И опять бурлил самовар, и совсем охмелевший о. Эразм вел жестокое словопрение с о. Сергием по вопросу о ценности разных вер. Невнимательно и даже высокомерно слушал их дьякон, изредка вставляя: «Не то, отцы, совсем не то», и колебался перед водкою; а у тоненькой двери подслушивал разговор о. Иван, и все его лицо, собравшееся в сеть злых морщинок, выражало одно непреодолимое: «Не то, отцы, не то». А уж собрался и народ на улице: близко не подходили, не то боялись, не то мешал палисадник, но с другой стороны улицы неотступно глядели в маленькие серьге оконца и гадали: где поп. С наступившими сумерками везде в поповском доме загорелся свет, и только два окна остались темны и притворно безжизненны. И если раньше их было страшно, как внимательных глаз, то теперь стали они еще страшнее – на чуткие уши теперь походили они.
Присматривался к народу и, поп Иван: к самому окну не подходил, а издали, на ходу, бросал короткие, острые, злые взгляды. Безмерно возмущали его эти серые, малоподвижные немые пятна, каким-то непостижимым образом присосавшиеся и к окнам, и к жизни его. Слились с сумерками, но не исчезли, а только переменили образ; наступит ночь, и еще иной новый образ примут они покорно – но не уйдут – но не исчезнут – но не оставят…

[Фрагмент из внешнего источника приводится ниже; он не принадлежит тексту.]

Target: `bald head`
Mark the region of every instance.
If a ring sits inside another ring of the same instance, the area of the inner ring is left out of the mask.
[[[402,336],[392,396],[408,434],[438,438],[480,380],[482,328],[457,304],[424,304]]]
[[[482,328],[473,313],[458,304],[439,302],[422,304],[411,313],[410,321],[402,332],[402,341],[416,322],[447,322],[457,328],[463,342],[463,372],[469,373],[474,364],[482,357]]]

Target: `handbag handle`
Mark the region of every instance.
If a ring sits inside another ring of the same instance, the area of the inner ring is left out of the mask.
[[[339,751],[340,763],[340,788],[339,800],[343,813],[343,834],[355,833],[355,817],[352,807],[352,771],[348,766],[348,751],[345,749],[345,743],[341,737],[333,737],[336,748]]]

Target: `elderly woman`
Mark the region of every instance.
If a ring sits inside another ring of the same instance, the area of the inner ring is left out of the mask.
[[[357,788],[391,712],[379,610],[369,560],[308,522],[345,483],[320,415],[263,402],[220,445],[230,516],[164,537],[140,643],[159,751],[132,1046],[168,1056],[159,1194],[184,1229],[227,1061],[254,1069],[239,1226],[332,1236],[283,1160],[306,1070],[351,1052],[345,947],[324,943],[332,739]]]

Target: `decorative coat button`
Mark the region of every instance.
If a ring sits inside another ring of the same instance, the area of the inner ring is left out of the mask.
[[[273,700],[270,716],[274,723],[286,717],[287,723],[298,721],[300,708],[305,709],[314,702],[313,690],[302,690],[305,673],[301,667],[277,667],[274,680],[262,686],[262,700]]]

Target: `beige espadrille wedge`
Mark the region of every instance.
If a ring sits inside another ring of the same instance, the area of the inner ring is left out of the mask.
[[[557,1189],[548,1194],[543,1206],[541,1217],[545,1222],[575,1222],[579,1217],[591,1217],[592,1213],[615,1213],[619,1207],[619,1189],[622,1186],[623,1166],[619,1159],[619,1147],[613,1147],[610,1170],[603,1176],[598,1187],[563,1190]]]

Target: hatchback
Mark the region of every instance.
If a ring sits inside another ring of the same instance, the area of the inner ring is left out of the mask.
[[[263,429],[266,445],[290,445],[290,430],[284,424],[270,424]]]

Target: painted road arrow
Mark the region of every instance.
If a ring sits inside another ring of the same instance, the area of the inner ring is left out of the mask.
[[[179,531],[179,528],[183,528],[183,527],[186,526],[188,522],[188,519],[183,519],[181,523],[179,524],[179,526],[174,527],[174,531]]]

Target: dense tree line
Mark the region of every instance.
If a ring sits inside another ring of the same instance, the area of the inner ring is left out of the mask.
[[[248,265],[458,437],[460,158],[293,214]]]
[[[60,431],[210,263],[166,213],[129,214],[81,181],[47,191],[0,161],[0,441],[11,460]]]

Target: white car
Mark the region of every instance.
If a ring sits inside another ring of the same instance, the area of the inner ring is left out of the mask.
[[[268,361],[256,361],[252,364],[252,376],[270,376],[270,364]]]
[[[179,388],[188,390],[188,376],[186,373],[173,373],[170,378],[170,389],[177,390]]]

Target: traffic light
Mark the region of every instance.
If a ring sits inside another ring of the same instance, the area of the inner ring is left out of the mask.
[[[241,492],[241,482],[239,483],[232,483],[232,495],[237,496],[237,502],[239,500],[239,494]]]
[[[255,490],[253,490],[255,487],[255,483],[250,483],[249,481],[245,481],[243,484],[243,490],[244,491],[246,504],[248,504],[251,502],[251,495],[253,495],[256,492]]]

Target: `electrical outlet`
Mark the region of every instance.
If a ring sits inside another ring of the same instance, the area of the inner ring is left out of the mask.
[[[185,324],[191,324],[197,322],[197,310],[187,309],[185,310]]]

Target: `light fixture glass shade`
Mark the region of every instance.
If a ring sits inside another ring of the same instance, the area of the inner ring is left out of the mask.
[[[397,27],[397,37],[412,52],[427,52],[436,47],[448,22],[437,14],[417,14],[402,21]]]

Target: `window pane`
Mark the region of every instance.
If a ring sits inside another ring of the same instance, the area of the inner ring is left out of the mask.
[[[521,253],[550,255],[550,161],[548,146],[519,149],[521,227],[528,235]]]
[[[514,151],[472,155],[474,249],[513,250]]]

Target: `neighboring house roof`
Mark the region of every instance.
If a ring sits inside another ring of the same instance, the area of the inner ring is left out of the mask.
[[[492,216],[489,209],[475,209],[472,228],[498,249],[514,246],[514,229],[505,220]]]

Наконец приехали и сыновья. Старший, о. Николай, молодой, но уже полный, в хорошем полушелковом подряснике и с широким расшитым поясом: уже успел приобрести в городе почитательниц и щедрых молитвенниц из купеческого звания; был он обеспокоен до чрезвычайности, даже полные, белые, обцелованные руки дрожали. Младший, семинарист, и ростом и лицом похожий на о. Ивана, весь смерзся, как навага зимою, но отошел быстро и без содроганий; от всего происходящего, даже от жестокого холода, он ощущал видимое, слегка насмешливое удовольствие: смеялся опущенными глазами и не то презирал всех, не то, вроде отца, готовил свою, особенную штуку.
– Ах, Боже мой, что же это такое, – говорил Николай, с отвращением смотря на пьяного о. Эразма. – Вчера зовет меня преосвященный: ваш это, спрашивает, отец, который…

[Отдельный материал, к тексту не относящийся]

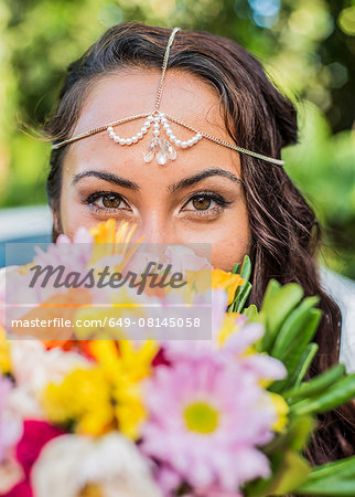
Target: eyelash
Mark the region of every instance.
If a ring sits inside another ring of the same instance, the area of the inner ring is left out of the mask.
[[[114,191],[97,191],[97,192],[95,192],[95,193],[88,195],[88,197],[84,200],[84,203],[87,204],[87,205],[89,205],[90,209],[94,209],[95,212],[103,212],[103,211],[106,211],[106,212],[112,213],[112,211],[118,211],[118,210],[121,211],[121,210],[125,209],[125,208],[111,208],[111,209],[109,209],[109,208],[105,208],[105,207],[98,207],[98,205],[95,205],[94,202],[96,202],[98,199],[100,199],[101,197],[104,198],[104,197],[109,197],[109,195],[116,197],[117,199],[119,199],[119,200],[126,202],[126,199],[125,199],[122,195],[120,195],[120,194],[118,194],[118,193],[116,193],[116,192],[114,192]],[[198,199],[200,197],[204,197],[204,198],[206,198],[206,199],[209,199],[209,200],[216,202],[217,205],[215,205],[215,207],[213,207],[213,208],[208,208],[208,209],[206,209],[206,210],[190,209],[190,210],[187,210],[187,212],[193,212],[194,215],[203,215],[203,216],[207,216],[207,215],[211,215],[212,213],[217,213],[217,212],[219,212],[219,211],[223,211],[226,207],[228,207],[230,203],[233,203],[233,202],[229,202],[229,201],[227,201],[226,199],[224,199],[224,198],[223,198],[222,195],[219,195],[218,193],[213,193],[213,192],[211,192],[211,191],[200,191],[200,192],[196,192],[196,193],[194,193],[193,195],[191,195],[191,197],[185,201],[184,205],[189,204],[190,202],[192,202],[192,201],[195,200],[195,199]],[[185,211],[185,212],[186,212],[186,211]]]

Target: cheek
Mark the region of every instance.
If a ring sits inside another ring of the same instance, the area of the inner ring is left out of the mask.
[[[248,219],[236,224],[225,225],[219,237],[211,240],[212,265],[224,271],[232,271],[234,265],[241,263],[250,247],[250,229]]]
[[[201,247],[201,253],[212,254],[212,265],[224,271],[232,271],[234,265],[241,263],[250,250],[250,225],[248,211],[238,209],[230,212],[220,222],[209,224],[198,230],[184,230],[180,233],[182,243],[208,244]]]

– А ты чей, сказал? – тихо осведомился Сашка. Николай с негодованием взглянул на брата.
– А тут еще этот ввязался, с-смола! Взял ты у меня полтинник или нет?
– Нет, не брал, – спокойно ответил Сашка и прихлебнул из блюдечка.
– Вот видите! Да как же ты не брал, когда я перед самым твоим отъездом по твоей просьбе, мерзавец ты этакий, в самую руку вручил монету?..
За дверью послышался как бы смешок, а может быть, и кашель – но все стихло.
– Папаша! – нежно постучал в дверь Николай. – Разрешите войти.
Но ответа не последовало. И так раз до десяти подходил, терзаясь, и нежно постукивал Николай, но ни единого ответного звука извлечь не мог. Попробовал было сам приоткрыть незапертую, без крючка, дверь, но тотчас же невидимая рука быстро и злобно захлопнула ее, – очевидно, поп был настороже. Сашка громко и откровенно захохотал, а попадья заплакала:
– Ведь с утра ничего не ел, в чем душа держится.
Уже к ночи разрешил о. Иван войти. И так много ожидали от этого разговора, что разбудили заснувшего о. Эразма и послали за дьяконом, который побежал за табаком к себе домой и что-то застрял там, – и все с напряжением смотрели на перегородку, за которой невнятно, видимо, желая укрыться от постороннего слуха, по-голубиному мягко гурковал Николай. Но только один голос, другого же слышно не было.
– Ты чего ухмыляешься? – сердитым шепотом спросил Сашку о. Эразм.